Hi, I could really use some help with this, it's on my test review sheet and I can't figure it out.

10^x + 1
________ = 0.8
10^x + 2


Multiplying both sides by the denominator I get:

10^x + 1 = 0.8 * 10^x + 1.6

but I don't know how to go from that to:

(this step is where I get lost)

10^x = 3

and then,

x = log 3 ≈ 0.477121


If someone could explain how to simplify the original equation into 10^x = 3, I'd really appreciate it.

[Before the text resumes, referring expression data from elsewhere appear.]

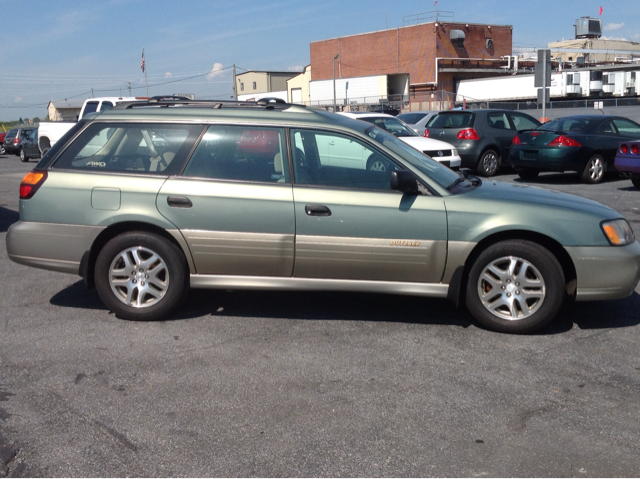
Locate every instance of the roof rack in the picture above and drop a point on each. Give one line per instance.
(178, 101)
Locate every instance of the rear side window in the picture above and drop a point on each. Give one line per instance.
(411, 118)
(452, 120)
(498, 120)
(523, 122)
(131, 148)
(240, 153)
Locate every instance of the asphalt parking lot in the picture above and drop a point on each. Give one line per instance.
(241, 383)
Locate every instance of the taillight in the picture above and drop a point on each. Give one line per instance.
(564, 141)
(30, 184)
(468, 134)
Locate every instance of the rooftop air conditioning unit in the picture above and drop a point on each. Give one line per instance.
(587, 27)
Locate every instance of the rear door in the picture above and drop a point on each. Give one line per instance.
(234, 204)
(350, 225)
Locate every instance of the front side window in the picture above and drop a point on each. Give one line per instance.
(334, 160)
(131, 148)
(522, 122)
(240, 153)
(390, 124)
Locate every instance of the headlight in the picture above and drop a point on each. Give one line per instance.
(618, 232)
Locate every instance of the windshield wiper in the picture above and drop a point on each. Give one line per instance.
(464, 176)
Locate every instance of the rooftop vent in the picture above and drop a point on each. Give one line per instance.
(587, 27)
(457, 38)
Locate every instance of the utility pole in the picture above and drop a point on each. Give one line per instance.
(235, 91)
(334, 81)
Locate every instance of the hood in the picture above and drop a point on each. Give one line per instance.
(421, 143)
(495, 190)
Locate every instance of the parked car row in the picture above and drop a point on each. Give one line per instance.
(22, 142)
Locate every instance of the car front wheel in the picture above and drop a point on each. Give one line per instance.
(141, 276)
(515, 286)
(594, 170)
(488, 164)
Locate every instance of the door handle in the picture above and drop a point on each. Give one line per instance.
(179, 202)
(317, 210)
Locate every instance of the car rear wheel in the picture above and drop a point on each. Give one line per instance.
(141, 276)
(488, 164)
(594, 170)
(527, 174)
(515, 286)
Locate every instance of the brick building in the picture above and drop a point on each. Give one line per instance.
(435, 55)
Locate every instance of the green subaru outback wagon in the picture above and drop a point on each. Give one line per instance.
(151, 198)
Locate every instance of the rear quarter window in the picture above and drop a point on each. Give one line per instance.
(452, 120)
(157, 149)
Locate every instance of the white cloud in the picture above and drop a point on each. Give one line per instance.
(610, 27)
(215, 71)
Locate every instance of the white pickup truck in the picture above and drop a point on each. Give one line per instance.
(49, 132)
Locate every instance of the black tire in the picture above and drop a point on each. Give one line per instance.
(593, 171)
(521, 293)
(488, 163)
(159, 285)
(527, 174)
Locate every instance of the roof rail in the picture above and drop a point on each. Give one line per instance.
(178, 101)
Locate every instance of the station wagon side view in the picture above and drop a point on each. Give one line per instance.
(151, 198)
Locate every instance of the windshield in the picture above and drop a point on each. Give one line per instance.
(392, 125)
(434, 170)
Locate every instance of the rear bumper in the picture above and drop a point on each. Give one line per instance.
(552, 159)
(606, 272)
(55, 247)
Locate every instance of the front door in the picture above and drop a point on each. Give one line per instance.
(351, 225)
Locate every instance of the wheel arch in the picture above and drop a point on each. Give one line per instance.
(461, 275)
(87, 264)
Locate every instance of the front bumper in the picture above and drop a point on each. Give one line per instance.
(605, 272)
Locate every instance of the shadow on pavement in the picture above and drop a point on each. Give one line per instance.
(7, 218)
(303, 305)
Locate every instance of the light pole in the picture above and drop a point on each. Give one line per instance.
(334, 81)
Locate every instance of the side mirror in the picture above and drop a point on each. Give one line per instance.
(404, 181)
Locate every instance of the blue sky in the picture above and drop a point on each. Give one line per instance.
(57, 49)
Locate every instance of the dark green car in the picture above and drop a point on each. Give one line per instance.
(586, 144)
(150, 199)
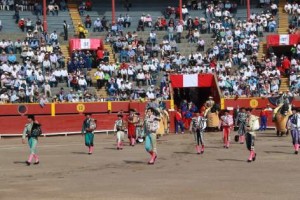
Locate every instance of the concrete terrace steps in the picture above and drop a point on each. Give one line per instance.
(74, 14)
(283, 23)
(65, 50)
(284, 86)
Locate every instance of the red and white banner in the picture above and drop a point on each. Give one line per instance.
(85, 44)
(191, 80)
(277, 40)
(284, 39)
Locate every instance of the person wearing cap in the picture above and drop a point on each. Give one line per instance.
(88, 132)
(264, 117)
(119, 129)
(252, 121)
(226, 123)
(240, 122)
(293, 125)
(131, 122)
(210, 102)
(98, 25)
(151, 125)
(32, 139)
(197, 127)
(139, 128)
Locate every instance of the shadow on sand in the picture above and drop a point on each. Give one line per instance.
(184, 152)
(134, 162)
(279, 152)
(234, 160)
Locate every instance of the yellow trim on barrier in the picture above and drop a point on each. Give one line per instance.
(52, 109)
(172, 104)
(222, 103)
(109, 105)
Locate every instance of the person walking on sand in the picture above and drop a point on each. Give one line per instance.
(226, 123)
(119, 129)
(151, 125)
(88, 127)
(32, 130)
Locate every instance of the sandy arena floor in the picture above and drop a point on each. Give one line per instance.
(67, 172)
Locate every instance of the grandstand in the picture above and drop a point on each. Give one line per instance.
(216, 51)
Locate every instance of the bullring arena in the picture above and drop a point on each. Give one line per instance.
(66, 171)
(62, 60)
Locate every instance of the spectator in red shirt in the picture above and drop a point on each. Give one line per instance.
(179, 121)
(88, 5)
(264, 117)
(286, 64)
(124, 65)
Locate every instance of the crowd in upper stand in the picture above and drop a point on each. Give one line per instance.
(232, 55)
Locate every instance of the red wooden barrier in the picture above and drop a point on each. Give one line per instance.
(68, 116)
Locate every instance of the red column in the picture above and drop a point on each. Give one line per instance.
(45, 16)
(113, 11)
(248, 10)
(180, 10)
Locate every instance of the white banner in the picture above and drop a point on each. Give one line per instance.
(190, 80)
(85, 43)
(284, 40)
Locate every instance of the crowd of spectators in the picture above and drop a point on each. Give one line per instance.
(140, 62)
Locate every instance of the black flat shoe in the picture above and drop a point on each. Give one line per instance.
(254, 158)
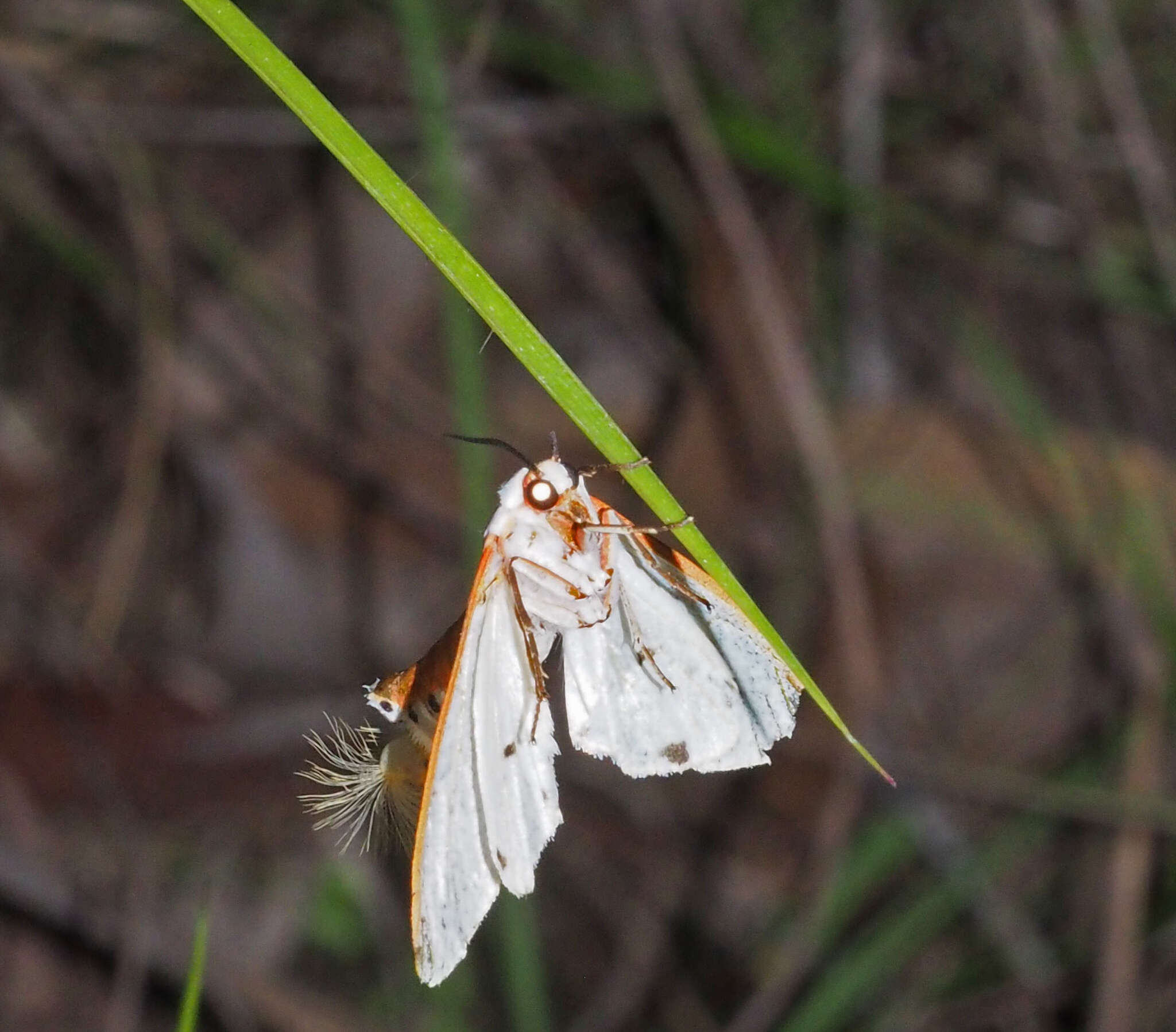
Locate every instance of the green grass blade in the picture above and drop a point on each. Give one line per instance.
(189, 1006)
(427, 75)
(491, 301)
(519, 957)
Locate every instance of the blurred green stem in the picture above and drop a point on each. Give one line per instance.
(189, 1006)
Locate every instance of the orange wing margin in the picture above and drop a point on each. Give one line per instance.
(475, 599)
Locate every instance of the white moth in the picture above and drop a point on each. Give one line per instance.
(663, 674)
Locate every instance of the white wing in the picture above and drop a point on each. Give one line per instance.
(483, 822)
(730, 699)
(516, 768)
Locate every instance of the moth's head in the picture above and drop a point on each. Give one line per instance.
(546, 483)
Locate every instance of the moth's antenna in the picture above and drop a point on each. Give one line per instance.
(498, 443)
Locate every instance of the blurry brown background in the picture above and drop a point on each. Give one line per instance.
(886, 290)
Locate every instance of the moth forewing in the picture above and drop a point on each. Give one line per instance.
(768, 686)
(453, 884)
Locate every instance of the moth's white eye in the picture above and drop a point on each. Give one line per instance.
(540, 495)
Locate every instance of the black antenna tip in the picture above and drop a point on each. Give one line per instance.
(496, 443)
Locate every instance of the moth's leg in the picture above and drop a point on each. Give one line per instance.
(546, 575)
(528, 636)
(655, 566)
(627, 528)
(640, 649)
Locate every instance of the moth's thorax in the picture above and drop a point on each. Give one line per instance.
(558, 566)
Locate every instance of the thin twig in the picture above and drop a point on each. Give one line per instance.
(127, 540)
(1117, 978)
(1133, 131)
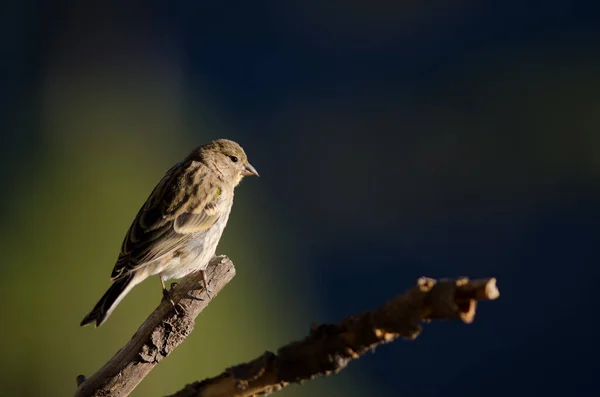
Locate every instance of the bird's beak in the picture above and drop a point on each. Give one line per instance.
(249, 170)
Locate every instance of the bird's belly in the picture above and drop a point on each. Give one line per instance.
(194, 256)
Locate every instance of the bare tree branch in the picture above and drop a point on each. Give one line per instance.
(330, 347)
(158, 336)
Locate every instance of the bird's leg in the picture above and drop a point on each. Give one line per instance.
(203, 276)
(167, 294)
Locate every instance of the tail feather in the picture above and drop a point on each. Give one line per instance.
(109, 300)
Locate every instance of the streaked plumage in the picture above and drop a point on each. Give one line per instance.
(177, 230)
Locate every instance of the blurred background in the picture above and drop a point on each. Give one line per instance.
(394, 140)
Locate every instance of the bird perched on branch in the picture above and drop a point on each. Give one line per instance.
(177, 230)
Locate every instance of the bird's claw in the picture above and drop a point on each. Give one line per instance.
(167, 293)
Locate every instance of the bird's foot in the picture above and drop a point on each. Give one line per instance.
(205, 282)
(167, 295)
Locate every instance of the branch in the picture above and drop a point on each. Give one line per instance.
(330, 347)
(158, 336)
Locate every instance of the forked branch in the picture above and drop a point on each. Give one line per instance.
(330, 347)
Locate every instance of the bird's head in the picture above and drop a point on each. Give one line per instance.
(227, 158)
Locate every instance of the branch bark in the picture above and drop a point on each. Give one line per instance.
(158, 336)
(330, 347)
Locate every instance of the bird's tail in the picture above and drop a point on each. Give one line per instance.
(110, 300)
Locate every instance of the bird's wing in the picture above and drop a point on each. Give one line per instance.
(184, 202)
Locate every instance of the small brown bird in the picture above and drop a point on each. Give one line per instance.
(177, 230)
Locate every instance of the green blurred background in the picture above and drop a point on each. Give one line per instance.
(393, 141)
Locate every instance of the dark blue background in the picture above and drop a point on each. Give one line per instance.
(394, 140)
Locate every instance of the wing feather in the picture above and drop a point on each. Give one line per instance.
(183, 203)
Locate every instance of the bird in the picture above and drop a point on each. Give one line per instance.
(177, 230)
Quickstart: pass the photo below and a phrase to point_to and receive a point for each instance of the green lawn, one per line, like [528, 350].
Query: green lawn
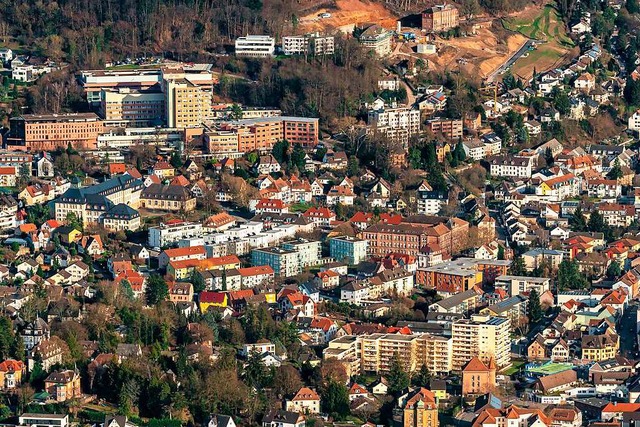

Thanks!

 

[pka]

10^x + 1
________ = 0.8
10^x + 2
Multiplying both sides by the denominator I get:

10^x + 1 = 0.8 * 10^x + 1.6

If someone could explain how to simplify the original equation into 10^x = 3, I'd really appreciate it.

If you had \(\displaystyle y+1=0.8y+1.6\\0.2y=0.6\\y=3\) , then would you be comfortable with that?

If yes, then let \(\displaystyle 10^x=y\),

 

[soroban]

Hello, awelch!

I'll work it out in baby-steps.

\(\displaystyle \dfrac{10^x+1}{10^x+2} \:=\:0.8\)

Multiplying both sides by the denominator I get: .\(\displaystyle 10^x + 1 \:=\: 0.8(10^x) + 1.6\)

We have: .\(\displaystyle 1(10^x) + 1 \:=\:0.8(10^x) +1.6\)

. . \(\displaystyle 1(10^x) - 0.8(10^x) \:=\:1.6 - 1\)

n . . . \(\displaystyle (1-0.8)(10^x) \:=\:0.6\)

. . . . . . . . .\(\displaystyle 0.2(10^x) \:=\:0.6\)

. . . . . . . . . . . . \(\displaystyle 10^x \:=\:\dfrac{0.6}{0.2}\)

. . . . . . . . . . . . \(\displaystyle 10^x \:=\:3\)

. . . . . . . . . . . . . .\(\displaystyle x \:=\:\log3\)

 

[awelch]

Both replies have been very helpful, thank you both a ton!